I seriously recommend you get an easier algebra book - the one you posted is too sophisticated for you. I also recommend you refresh yourself with the basic properties of matrices, determinants and trace.

(edited 11 years ago)

Reply 7

Artus

Original post by Mark85

I seriously recommend you get an easier algebra book - the one you posted is too sophisticated for you. I also recommend you refresh yourself with the basic properties of matrices, determinants and trace.

That's the one we're using in class, so I have to use it. Anyways, thanks about the suggestions, I'll think about them more deeply.

Reply 8

Mark85

Original post by Artus

That's the one we're using in class, so I have to use it.

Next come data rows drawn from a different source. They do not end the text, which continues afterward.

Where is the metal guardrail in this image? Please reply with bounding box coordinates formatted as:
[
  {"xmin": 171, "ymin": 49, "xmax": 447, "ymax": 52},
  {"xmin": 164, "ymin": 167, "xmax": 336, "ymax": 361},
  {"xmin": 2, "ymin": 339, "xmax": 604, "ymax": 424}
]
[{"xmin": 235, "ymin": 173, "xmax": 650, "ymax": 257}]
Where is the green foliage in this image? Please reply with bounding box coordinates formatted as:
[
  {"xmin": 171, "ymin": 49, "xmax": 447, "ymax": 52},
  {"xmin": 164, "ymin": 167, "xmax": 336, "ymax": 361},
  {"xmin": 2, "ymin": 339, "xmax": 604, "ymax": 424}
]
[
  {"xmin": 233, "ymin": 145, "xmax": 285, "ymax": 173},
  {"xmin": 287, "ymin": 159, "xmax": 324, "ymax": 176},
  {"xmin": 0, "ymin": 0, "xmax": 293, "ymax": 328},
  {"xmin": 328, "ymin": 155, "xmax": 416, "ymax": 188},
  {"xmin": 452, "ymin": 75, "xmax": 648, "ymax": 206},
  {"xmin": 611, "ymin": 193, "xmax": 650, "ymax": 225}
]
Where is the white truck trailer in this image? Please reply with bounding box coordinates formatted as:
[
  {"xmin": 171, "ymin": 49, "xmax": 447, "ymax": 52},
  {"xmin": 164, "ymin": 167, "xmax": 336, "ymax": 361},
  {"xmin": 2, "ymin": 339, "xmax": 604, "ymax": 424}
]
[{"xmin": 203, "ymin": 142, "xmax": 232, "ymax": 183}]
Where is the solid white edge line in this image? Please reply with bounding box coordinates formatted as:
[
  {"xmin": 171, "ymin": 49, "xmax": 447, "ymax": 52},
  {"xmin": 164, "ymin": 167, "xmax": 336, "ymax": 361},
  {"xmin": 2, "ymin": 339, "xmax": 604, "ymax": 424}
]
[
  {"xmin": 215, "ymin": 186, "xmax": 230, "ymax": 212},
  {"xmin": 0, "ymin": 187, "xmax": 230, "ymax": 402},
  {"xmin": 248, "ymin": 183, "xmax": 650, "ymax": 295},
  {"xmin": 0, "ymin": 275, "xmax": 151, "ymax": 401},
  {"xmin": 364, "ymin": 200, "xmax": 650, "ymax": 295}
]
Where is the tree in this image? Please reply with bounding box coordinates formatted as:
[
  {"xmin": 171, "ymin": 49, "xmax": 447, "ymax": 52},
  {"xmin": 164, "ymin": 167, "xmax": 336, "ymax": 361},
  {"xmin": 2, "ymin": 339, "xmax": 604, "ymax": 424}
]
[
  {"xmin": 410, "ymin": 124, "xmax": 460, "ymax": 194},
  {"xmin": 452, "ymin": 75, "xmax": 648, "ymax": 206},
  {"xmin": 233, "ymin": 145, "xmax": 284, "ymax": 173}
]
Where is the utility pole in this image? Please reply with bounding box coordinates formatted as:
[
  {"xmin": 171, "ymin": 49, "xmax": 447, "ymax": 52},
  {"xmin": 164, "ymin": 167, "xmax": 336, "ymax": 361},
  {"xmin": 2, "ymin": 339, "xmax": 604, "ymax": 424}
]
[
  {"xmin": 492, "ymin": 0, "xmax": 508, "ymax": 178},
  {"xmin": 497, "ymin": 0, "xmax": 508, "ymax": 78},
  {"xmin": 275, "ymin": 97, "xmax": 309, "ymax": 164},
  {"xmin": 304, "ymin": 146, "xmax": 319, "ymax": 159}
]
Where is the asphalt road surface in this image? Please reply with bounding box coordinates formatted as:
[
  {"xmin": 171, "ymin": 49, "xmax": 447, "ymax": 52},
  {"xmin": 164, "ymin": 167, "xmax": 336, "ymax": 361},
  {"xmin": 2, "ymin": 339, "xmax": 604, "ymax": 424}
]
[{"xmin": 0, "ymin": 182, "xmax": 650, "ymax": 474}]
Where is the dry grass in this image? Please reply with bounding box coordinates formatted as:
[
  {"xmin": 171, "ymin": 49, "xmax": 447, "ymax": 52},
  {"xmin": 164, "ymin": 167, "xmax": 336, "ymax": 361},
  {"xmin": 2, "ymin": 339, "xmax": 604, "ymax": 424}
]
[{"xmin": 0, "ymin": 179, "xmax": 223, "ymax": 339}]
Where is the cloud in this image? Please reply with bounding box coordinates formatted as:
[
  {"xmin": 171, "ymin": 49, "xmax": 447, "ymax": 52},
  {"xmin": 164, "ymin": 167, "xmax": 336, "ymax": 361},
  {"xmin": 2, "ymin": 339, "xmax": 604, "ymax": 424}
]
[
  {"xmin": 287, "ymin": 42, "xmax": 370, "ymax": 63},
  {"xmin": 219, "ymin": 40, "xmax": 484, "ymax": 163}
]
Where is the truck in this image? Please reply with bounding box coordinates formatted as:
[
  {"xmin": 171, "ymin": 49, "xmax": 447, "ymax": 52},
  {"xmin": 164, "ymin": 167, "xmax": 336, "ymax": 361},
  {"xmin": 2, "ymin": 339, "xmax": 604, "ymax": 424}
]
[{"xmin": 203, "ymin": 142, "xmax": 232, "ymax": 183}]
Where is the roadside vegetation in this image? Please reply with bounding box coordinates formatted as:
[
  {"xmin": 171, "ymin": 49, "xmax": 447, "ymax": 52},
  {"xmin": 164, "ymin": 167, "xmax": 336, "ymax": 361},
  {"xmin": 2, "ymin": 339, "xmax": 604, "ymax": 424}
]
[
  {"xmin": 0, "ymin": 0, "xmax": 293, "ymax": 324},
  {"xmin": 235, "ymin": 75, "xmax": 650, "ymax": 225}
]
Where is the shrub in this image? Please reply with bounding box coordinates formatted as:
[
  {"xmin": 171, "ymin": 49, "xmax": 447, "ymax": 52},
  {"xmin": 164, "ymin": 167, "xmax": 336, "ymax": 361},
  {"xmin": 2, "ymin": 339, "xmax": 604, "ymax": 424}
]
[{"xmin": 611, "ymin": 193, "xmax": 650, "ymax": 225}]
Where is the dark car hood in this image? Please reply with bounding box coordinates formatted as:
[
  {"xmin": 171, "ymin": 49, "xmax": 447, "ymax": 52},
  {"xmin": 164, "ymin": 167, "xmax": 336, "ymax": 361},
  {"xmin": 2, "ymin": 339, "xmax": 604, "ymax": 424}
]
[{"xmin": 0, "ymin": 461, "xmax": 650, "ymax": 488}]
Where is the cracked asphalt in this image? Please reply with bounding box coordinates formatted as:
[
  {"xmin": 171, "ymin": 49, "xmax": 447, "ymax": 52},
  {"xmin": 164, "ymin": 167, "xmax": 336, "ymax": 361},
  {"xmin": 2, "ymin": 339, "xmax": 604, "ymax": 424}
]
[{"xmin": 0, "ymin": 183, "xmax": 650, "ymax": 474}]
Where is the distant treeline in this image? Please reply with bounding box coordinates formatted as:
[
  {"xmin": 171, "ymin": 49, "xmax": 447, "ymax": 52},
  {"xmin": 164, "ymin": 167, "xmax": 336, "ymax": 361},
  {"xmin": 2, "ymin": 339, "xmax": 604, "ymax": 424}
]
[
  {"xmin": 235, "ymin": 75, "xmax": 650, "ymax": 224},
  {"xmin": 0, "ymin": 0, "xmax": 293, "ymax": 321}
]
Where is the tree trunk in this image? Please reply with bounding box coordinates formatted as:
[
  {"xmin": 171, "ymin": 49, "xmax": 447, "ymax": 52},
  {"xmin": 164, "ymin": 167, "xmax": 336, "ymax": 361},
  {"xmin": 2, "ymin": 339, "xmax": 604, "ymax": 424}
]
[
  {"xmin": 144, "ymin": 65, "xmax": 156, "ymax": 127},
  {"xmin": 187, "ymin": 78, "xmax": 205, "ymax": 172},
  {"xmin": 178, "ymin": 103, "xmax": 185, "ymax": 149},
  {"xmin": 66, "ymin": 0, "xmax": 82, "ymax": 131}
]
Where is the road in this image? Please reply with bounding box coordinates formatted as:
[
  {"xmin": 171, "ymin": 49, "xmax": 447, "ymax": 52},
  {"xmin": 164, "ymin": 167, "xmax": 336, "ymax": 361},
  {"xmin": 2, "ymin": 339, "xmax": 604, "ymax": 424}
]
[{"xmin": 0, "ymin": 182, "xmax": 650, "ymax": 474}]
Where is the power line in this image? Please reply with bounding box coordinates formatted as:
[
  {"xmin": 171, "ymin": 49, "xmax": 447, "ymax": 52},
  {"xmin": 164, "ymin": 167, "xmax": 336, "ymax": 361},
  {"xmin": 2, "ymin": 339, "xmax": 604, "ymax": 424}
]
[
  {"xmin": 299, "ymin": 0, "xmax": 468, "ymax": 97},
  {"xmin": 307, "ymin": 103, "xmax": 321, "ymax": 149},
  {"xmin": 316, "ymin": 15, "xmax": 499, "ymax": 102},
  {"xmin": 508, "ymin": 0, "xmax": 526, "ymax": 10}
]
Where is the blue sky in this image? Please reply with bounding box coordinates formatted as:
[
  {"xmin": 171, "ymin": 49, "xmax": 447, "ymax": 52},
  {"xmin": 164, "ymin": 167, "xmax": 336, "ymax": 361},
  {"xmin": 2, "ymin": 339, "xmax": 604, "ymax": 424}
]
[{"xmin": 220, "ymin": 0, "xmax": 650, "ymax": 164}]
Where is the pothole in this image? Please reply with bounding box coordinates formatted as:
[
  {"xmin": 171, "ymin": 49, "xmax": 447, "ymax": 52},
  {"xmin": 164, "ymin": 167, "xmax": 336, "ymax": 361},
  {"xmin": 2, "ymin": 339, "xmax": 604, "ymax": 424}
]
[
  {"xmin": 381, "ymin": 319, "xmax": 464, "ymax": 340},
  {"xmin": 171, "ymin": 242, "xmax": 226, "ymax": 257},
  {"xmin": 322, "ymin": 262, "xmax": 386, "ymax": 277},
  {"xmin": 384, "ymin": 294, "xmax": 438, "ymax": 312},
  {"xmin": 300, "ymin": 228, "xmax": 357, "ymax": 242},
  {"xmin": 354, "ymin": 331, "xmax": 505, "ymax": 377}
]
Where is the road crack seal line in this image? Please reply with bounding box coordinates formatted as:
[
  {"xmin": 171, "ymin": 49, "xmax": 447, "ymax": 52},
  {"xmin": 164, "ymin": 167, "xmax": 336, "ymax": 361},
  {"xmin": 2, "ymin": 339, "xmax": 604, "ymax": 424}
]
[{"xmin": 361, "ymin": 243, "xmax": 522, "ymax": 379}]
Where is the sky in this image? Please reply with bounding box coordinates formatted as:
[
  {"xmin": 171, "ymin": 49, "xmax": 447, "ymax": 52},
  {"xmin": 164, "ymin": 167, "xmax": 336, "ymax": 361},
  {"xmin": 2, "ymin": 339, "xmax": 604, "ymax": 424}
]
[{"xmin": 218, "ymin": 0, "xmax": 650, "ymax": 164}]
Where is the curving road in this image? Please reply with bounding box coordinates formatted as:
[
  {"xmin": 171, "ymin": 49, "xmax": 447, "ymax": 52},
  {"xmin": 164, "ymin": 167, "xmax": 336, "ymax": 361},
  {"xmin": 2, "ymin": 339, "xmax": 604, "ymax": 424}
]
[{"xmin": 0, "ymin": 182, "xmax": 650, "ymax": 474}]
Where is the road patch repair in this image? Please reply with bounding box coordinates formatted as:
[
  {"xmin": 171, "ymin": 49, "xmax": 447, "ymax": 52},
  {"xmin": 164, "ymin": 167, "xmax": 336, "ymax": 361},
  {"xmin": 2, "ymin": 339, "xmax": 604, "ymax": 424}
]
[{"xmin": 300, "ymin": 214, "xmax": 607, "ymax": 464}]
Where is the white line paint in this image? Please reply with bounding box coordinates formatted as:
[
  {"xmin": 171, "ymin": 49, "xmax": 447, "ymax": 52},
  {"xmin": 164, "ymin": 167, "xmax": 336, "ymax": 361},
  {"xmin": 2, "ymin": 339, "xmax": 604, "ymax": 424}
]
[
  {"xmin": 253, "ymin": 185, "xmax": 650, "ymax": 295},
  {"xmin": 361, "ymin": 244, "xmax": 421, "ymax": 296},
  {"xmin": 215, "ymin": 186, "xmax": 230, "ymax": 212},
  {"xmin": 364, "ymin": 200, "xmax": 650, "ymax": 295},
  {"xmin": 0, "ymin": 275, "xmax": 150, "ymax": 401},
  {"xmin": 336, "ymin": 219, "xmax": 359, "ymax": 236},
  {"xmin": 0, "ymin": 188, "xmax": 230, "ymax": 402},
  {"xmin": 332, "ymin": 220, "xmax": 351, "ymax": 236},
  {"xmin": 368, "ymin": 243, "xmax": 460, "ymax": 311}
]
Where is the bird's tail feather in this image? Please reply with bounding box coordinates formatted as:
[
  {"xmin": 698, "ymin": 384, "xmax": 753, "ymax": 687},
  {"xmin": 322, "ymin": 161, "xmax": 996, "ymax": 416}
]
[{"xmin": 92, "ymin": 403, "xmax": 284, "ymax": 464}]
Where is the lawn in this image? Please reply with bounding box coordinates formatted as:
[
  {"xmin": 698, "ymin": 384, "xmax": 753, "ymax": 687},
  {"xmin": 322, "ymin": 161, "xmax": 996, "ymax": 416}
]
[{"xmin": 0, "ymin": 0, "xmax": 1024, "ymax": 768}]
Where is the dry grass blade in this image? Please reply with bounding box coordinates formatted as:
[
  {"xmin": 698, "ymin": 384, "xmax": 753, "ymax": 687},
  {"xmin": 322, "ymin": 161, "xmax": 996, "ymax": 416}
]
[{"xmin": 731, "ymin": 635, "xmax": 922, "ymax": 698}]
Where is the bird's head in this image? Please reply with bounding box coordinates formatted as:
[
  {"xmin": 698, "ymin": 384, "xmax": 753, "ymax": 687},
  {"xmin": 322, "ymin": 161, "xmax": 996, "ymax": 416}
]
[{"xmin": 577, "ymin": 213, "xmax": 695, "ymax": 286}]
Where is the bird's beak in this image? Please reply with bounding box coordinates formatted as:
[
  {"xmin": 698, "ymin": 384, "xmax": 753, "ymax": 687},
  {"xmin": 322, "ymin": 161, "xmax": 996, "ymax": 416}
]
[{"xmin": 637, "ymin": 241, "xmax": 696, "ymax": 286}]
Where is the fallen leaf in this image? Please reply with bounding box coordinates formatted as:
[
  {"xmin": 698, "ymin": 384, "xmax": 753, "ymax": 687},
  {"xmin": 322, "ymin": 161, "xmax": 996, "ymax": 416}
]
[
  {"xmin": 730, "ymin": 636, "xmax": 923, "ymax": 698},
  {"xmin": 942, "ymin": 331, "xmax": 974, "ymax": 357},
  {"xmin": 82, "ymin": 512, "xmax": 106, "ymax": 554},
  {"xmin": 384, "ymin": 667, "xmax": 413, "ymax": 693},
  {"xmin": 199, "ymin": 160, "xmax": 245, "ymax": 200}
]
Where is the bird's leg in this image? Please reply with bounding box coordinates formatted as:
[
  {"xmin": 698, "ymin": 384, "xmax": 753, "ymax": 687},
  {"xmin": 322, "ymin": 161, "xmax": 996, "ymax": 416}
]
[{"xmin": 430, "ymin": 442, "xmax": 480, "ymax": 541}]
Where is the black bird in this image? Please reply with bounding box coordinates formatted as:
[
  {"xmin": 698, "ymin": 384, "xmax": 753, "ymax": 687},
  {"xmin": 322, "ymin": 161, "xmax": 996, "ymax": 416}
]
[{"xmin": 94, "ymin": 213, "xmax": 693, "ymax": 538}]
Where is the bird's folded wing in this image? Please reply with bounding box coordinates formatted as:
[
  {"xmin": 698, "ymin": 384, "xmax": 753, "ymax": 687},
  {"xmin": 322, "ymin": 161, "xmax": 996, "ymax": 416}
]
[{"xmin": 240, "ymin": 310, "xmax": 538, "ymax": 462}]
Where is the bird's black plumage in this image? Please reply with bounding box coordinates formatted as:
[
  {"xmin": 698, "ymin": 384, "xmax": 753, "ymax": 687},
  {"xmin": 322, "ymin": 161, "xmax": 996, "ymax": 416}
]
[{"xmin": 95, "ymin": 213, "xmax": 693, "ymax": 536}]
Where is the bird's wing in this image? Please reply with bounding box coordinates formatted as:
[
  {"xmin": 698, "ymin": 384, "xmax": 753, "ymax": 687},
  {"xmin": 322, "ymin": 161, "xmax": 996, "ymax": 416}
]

Anyways, thanks about the suggestions, I'll think about them more deeply.

This is nothing deep. This is the very basics of linear algebra.

Matrices are conjugate/similar if they represent the same linear transformation written in different bases. The determinant measures how a linear transformation scales area. Ergo, similar/conjugate matrices must have the same determinant.

The trace of a matrix is the sum of its eigenvalues. Ergo similar/conjugate matrices have the same trace.

Sure, when you use things like determinant and trace it is more convinient to use formulas but if you are thinking about general properties just remember what those things actually are and try and picture them somehow and then it should be easier to at least remember the basic properties.